At least some people in this country know how to celebrate May Day ... Bob from Politics in the Zeros flags this interview with Nativo López, president of the Mexican American Political Association. Here're some excerpts:

Some people say the compromise bill in the Senate is the best that we can expect and at least a positive step, as opposed to the Sensenbrenner bill. Do you agree?

The Senate version has Sensenbrenner-type measures embodied in it, and therefore, we find this completely unacceptable and tantamount to compromising the social interests of all immigrants and all workers. I’m not convinced that this is the best that we can get or hope for.

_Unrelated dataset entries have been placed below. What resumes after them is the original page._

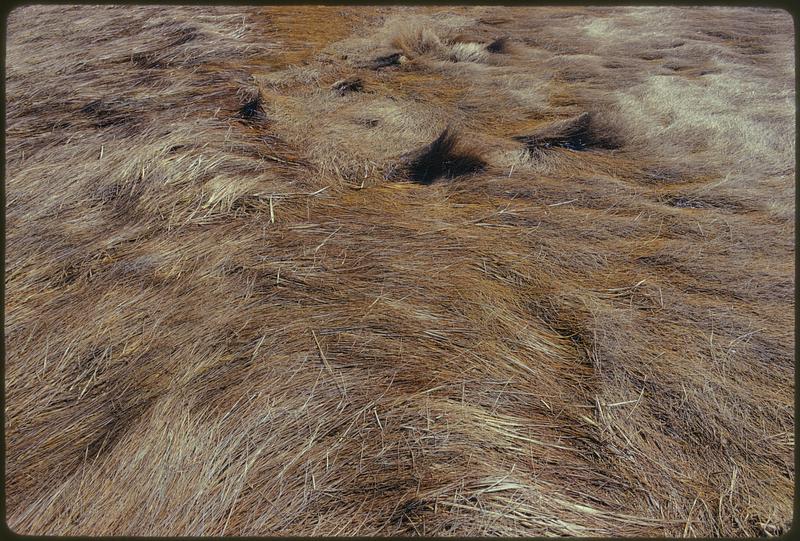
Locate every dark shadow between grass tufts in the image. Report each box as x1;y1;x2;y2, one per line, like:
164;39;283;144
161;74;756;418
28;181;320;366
331;77;364;96
369;53;405;69
514;113;621;151
238;94;267;122
402;128;486;185
486;36;511;54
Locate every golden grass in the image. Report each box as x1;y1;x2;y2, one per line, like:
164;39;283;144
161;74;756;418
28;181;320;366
5;6;795;536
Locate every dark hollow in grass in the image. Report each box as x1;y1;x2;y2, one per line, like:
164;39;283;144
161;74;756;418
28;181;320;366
372;53;403;69
239;95;266;122
331;77;364;96
404;128;486;184
486;36;509;54
514;112;620;151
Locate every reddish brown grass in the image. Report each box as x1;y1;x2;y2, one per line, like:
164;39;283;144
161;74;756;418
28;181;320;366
5;6;795;536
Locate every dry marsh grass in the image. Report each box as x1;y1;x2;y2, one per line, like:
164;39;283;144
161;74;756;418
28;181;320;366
4;6;795;537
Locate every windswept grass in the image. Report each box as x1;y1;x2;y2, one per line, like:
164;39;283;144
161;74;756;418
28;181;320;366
5;6;795;537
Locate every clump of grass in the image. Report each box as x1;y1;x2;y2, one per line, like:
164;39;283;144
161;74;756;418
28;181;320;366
402;127;486;184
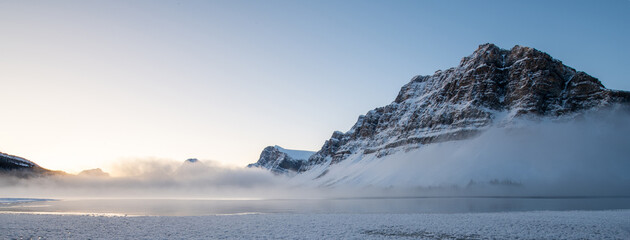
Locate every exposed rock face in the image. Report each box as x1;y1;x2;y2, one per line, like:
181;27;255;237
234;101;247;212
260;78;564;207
300;44;630;172
247;146;313;174
0;153;55;177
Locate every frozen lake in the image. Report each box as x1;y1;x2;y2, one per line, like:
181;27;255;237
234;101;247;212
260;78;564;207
0;197;630;216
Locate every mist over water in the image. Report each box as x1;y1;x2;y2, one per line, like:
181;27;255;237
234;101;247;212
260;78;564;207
0;109;630;199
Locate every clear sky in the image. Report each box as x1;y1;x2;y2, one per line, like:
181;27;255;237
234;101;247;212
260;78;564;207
0;0;630;172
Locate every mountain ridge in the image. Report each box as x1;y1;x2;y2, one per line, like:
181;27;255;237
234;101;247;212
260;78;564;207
252;43;630;172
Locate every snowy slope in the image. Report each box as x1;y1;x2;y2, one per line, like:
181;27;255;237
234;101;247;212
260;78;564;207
274;145;315;161
0;153;37;170
247;145;314;174
249;44;630;187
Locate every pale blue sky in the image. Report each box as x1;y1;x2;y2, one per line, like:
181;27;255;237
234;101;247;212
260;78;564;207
0;0;630;172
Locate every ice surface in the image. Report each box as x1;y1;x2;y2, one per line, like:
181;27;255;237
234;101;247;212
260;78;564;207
0;210;630;239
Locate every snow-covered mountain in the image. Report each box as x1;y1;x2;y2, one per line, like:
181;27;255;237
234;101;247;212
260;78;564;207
252;44;630;188
247;145;315;173
0;152;37;170
0;153;59;177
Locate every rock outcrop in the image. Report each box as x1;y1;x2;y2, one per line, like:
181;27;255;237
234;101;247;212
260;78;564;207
247;146;313;174
298;44;630;172
0;153;58;178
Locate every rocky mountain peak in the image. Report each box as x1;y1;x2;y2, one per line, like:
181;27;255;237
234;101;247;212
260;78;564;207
256;43;630;172
300;43;630;171
247;145;313;174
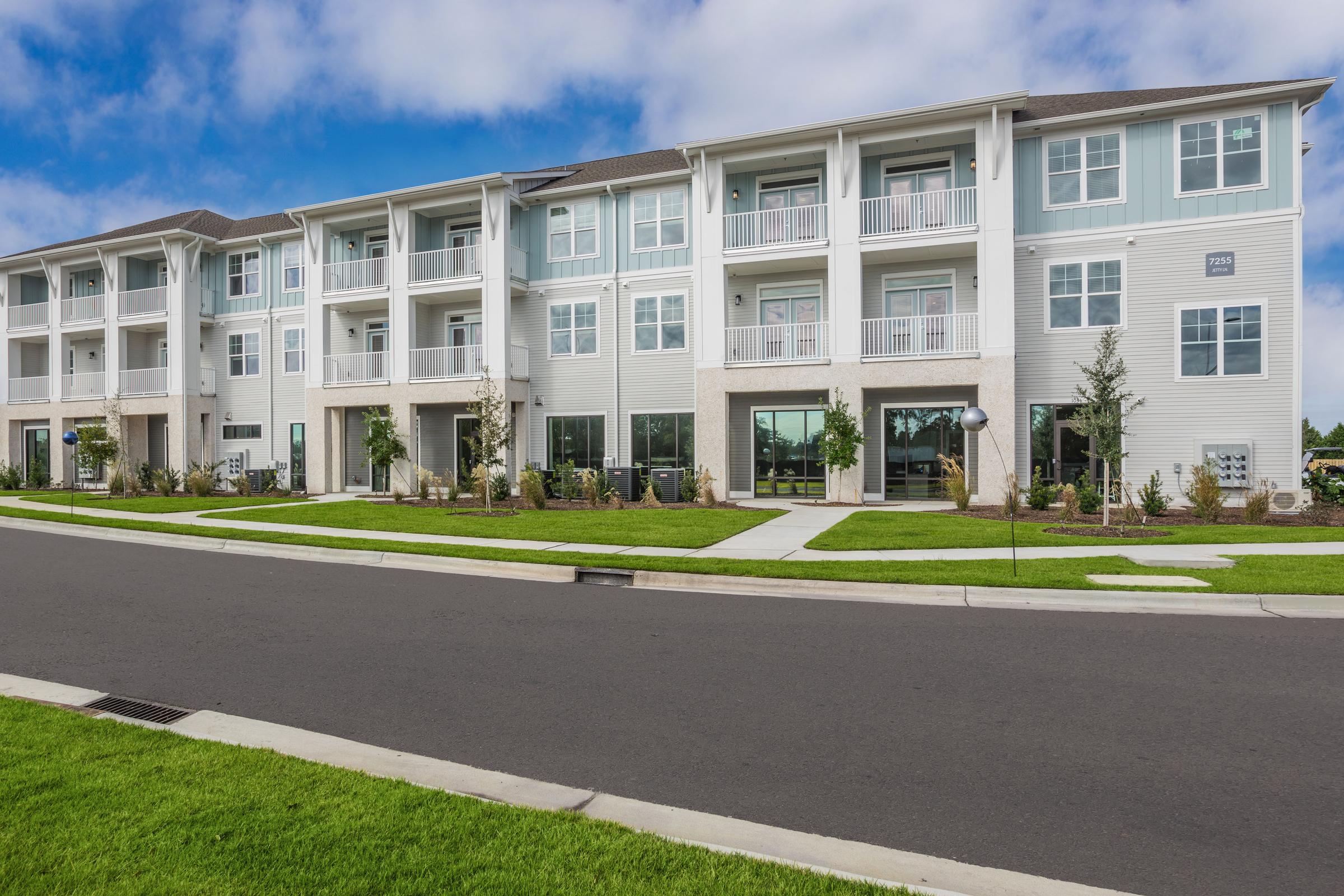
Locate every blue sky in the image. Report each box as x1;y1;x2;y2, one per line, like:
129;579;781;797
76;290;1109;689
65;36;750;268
0;0;1344;428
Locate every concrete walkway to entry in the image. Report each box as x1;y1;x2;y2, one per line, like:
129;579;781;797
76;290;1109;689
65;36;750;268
0;493;1344;567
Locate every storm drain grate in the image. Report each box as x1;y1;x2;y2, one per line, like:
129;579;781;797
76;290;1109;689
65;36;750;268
85;696;191;725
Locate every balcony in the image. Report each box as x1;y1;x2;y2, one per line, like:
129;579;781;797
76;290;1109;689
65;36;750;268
10;302;47;329
863;313;980;357
323;256;389;293
60;293;105;324
723;203;828;253
411;345;485;380
323;352;393;385
117;367;168;395
117;286;168;317
60;371;108;402
410;246;481;283
10;376;51;404
859;186;976;236
723;321;830;364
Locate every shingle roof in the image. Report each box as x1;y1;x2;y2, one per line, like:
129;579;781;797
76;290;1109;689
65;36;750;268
1012;78;1322;121
525;149;689;193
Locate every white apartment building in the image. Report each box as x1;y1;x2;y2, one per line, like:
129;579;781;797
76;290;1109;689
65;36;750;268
0;80;1332;501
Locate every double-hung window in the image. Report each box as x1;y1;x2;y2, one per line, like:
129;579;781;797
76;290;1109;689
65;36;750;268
550;301;597;356
1176;111;1267;195
228;250;261;298
634;294;685;352
1046;258;1123;329
1176;302;1264;377
547;199;597;262
279;243;304;293
1046;130;1121;207
228;333;261;376
631;188;685;253
283;326;305;374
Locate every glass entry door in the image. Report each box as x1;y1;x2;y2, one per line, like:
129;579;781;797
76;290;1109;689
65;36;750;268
881;407;967;501
753;408;827;497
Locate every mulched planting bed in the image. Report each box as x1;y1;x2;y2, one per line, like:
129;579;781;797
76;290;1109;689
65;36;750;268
934;504;1344;526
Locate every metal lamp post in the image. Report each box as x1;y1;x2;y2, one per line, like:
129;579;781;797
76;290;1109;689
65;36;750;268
60;430;80;516
961;407;1018;577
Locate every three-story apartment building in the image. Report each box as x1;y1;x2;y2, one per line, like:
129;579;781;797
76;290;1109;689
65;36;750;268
0;80;1332;501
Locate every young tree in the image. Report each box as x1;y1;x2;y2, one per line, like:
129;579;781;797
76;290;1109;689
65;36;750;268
360;408;410;497
817;390;870;504
466;367;514;511
1070;326;1145;521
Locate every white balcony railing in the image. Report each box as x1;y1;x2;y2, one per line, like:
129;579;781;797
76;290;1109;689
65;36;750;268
60;371;108;399
323;256;387;293
410;246;481;283
859;186;976;236
117;286;168;317
323;352;393;385
117;367;168;395
60;293;104;324
10;302;47;329
723;203;827;250
725;321;829;364
863;313;980;357
508;339;528;380
411;345;485;380
10;376;51;404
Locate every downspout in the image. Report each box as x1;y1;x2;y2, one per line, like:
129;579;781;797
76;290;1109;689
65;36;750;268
606;184;621;466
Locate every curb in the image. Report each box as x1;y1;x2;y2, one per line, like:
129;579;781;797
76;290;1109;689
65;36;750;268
0;517;1344;619
0;673;1130;896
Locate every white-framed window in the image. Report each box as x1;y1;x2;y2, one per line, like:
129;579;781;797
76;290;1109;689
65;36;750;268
222;423;261;442
279;242;304;293
228;249;261;298
631;293;685;352
1172;109;1269;196
631;186;685;253
1176;300;1267;380
550;300;597;357
1046;130;1125;208
281;326;306;374
1046;258;1125;330
545;199;598;262
228;330;261;376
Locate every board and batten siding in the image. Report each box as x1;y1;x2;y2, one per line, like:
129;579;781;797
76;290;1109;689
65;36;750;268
1014;102;1300;236
1016;220;1300;496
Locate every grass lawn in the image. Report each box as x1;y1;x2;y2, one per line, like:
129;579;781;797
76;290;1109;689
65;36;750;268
0;506;1344;594
211;498;783;548
24;492;305;513
0;697;910;896
808;511;1344;551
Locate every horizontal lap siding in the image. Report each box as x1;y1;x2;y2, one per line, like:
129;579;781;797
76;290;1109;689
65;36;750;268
1016;222;1298;493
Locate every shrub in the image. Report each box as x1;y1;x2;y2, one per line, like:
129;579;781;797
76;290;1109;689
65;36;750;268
1075;470;1101;513
1059;482;1078;522
1186;458;1227;522
1027;466;1059;511
517;464;545;511
1242;479;1269;522
682;468;700;504
1138;470;1170;516
938;454;970;511
491;473;510;501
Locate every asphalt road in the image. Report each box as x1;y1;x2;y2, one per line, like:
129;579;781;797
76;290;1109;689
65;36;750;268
0;529;1344;896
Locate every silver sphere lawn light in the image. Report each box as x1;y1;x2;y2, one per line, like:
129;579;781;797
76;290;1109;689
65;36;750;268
961;407;1018;577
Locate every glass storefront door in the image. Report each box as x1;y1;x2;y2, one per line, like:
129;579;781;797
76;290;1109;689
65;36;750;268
753;408;827;497
881;407;967;501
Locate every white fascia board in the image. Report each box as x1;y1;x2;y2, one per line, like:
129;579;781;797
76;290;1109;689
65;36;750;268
1014;78;1334;132
676;90;1029;152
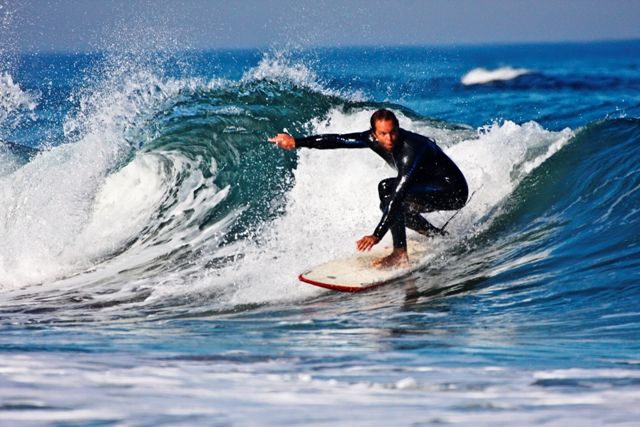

You get from life what you are ready to fight for. This is the message we have constantly conveyed to our base, and they have internalized this. They are ready and willing to fight for the whole enchilada. Why not? They have nothing to lose.

What would be the effect of the three tiers in the Hegel-Martinez proposal?

The three-tier legalization program offered by Hegel-Martinez in the Senate is a codified caste system--a sort of bantu apartheid system that is tacitly un-American and unacceptable. It would result in the complete division of families, and that’s why our families find it so repugnant and unacceptable.

However, our greatest fear is that the Democratic Party will be unwilling to make a complete fight to oppose this version--in its haste to make a deal and impede the growth of this new civil rights movement.

Second, there are already national “Hispanic” and other advocacy organizations moving in the direction of softening their position on the question. This is a danger that we must prevent.